Bernard Abou Koffi Binlin Dadié est un écrivain, académicien et homme politique Ivoirien né à Assinie dans le sud de la Côte d'Ivoire, le 10 janvier 1916 et mort le 9 mars 2019.

Sa scolarité se déroule d’abord à Grand-Bassam et à Bingerville. En 1933, il écrit sa première pièce de théâtre, pour la fête de l’Enfance, à Abidjan, Les villes. La même année, ayant réussi au concours d’entrée à l’École normale William Ponty, alors située sur l'île de Gorée, il part finir ses études au Sénégal. Nommé en 1936 à l’IFAN, il y restera dix ans avant de regagner, en 1947, la Côte d’Ivoire, où il prend une part active dans la lutte anticoloniale. Il sera, pour cela, arrêté et emprisonné seize mois (entre 1949 et 1950), pendant lesquels il rédige ses Carnets de prison (publiés en 1981). Depuis l’indépendance, Bernard Dadié a occupé d’importantes fonctions dans l’administration et le gouvernement de son pays (chef de cabinet au ministère de l’Éducation nationale, directeur des services de l’Information, directeur des affaires culturelles, ministre de la Culture).

L'œuvre de Bernard Dadié

Bernard Dadié a abordé presque tous les genres : le théâtre (Papassidi, maître-escroc ; Monsieur Thogo-Gnini ; Béatrice du Congo ; Les Voix dans le vent ; dans les années 1970), le conte (Légendes africaines en 1954 ; Le Pagne noir en 1955), les chroniques (Un nègre à Paris en 1959 ; Patron de New York en 1964), la poésie (Afrique debout ! en 1950 ; la Ronde des jours en 1956), le roman (Climbié en 1961), la Nouvelle (Les jambes du fils de Dieu en 1980).

En 1965, il obtient le Grand prix littéraire d'Afrique Noire pour Patron de New York, et le prix UNESCO/UNAM en 2016 pour son action en faveur de la culture africaine. Le Grand Prix des mécènes de l'édition 2016 des Grands Prix des associations littéraires lui a également été décerné, le 9 mars 2017 à Yaoundé, au Cameroun, en hommage à toute son œuvre bibliographique.

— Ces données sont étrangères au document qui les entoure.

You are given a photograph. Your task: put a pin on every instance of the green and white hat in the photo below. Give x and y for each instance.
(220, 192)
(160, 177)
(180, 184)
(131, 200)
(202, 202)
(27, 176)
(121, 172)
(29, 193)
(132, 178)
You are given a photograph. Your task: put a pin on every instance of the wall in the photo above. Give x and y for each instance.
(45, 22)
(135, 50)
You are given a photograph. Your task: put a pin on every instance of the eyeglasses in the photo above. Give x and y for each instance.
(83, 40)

L'œuvre intégrale Thogo-Gnini

L’œuvre de Bernard B. Dadié Monsieur Thôgô-Gnini est une pièce théâtrale qui met sur scène deux femmes et seize hommes. L’œuvre comporte cent quinze pages divisées en six tableaux. Il est édité par les éditions Présence africaine en 1970. 

NB : De la personnalité et de la psychologie du personnage principal (Thogo-Gnini)

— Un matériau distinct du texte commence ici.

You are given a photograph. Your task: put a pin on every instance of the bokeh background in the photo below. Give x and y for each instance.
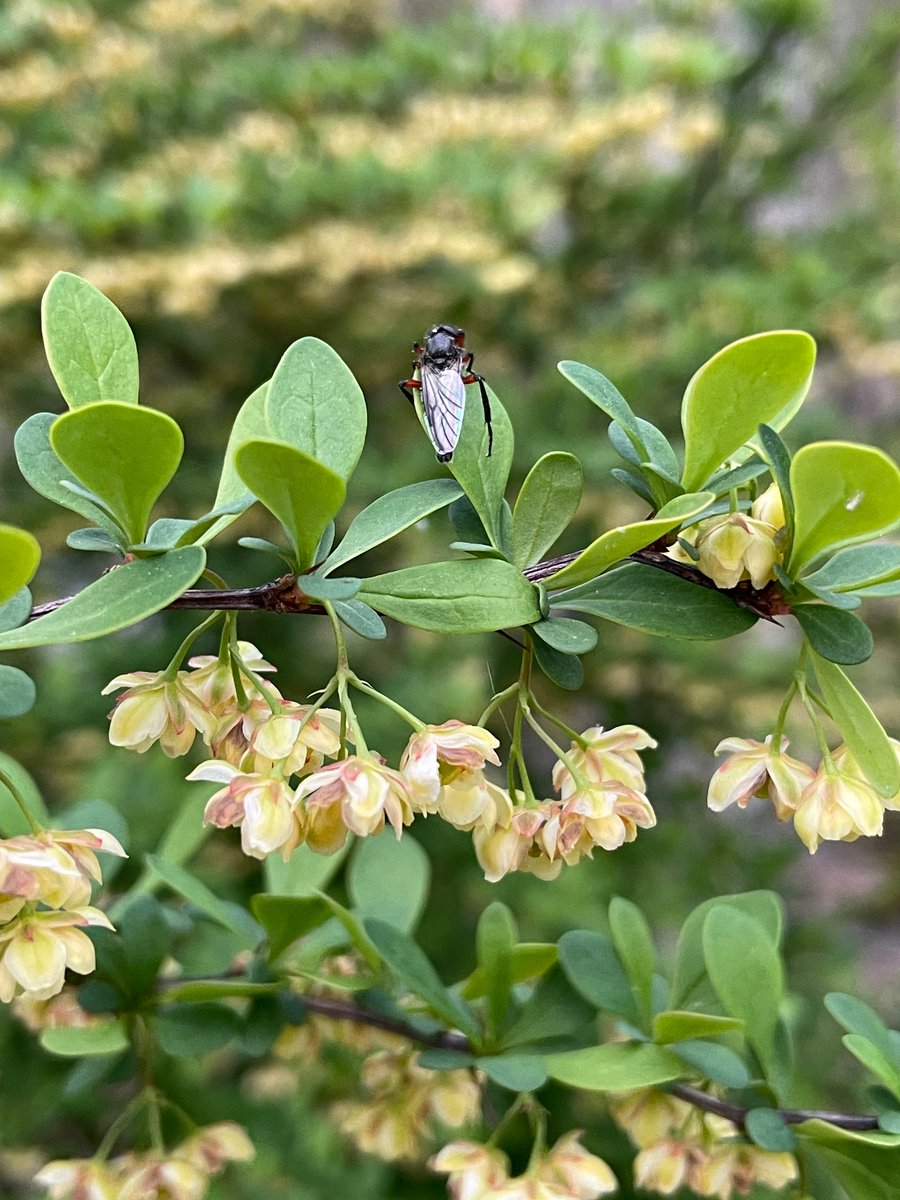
(629, 184)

Monsieur Thôgô-Gnini, c’est le héros de l’œuvre. C’est un homme orgueilleux et qui aime faire le malin d’où son nom Thôgô-Gnini. Au moment où commence la pièce, Thôgô-Gnini est un « gentil », proche des valeurs négro-africaines : « Thôgô-Gnini », porte-canne du roi, est en tenue nationale et auxiliaire des blancs. Dans la société africaine où personne n’a le droit de s’adresser directement au souverain, ou à une autorité quelconque, on se sert toujours d’un intermédiaire ; c’est souvent le rôle dévolu au porte-canne. C’est dans cette perspective que Monsieur Thôgô-Gnini sert d’interprète au roi, à l’arrivée du Blanc. Mais depuis l’arrivée de ce dernier, il abandonne sa fonction de porte-canne du roi pour devenir l’auxiliaire du Blanc. 

Plus loin (à La Palmeraie), après avoir découvert l'Argent, son espace psychique se métamorphose : « Au fond de la salle Monsieur Thôgô-Gnini observe le spectacle, il est habillé en occidental, gros ventre, panama, culotte, badine, gros cigare ». Dans le même mouvement, son comportement devient celui du colon. Thôgô-Gnini devient Autre que lui-même, un assimilé, et se « déshabille » des valeurs qui le rattachaient encore à la société négro-africaine pour s'affubler de valeurs mi-animales, mi occidentales :

(Un être habillé de peau de lion, de panthère, de léopard, d’hyène, moitié blanc, moitié noir, paré de plumes de paon, de corbeau, d'aigle, revolver à la ceinture, et à la main, un fusil en bandoulière, botté).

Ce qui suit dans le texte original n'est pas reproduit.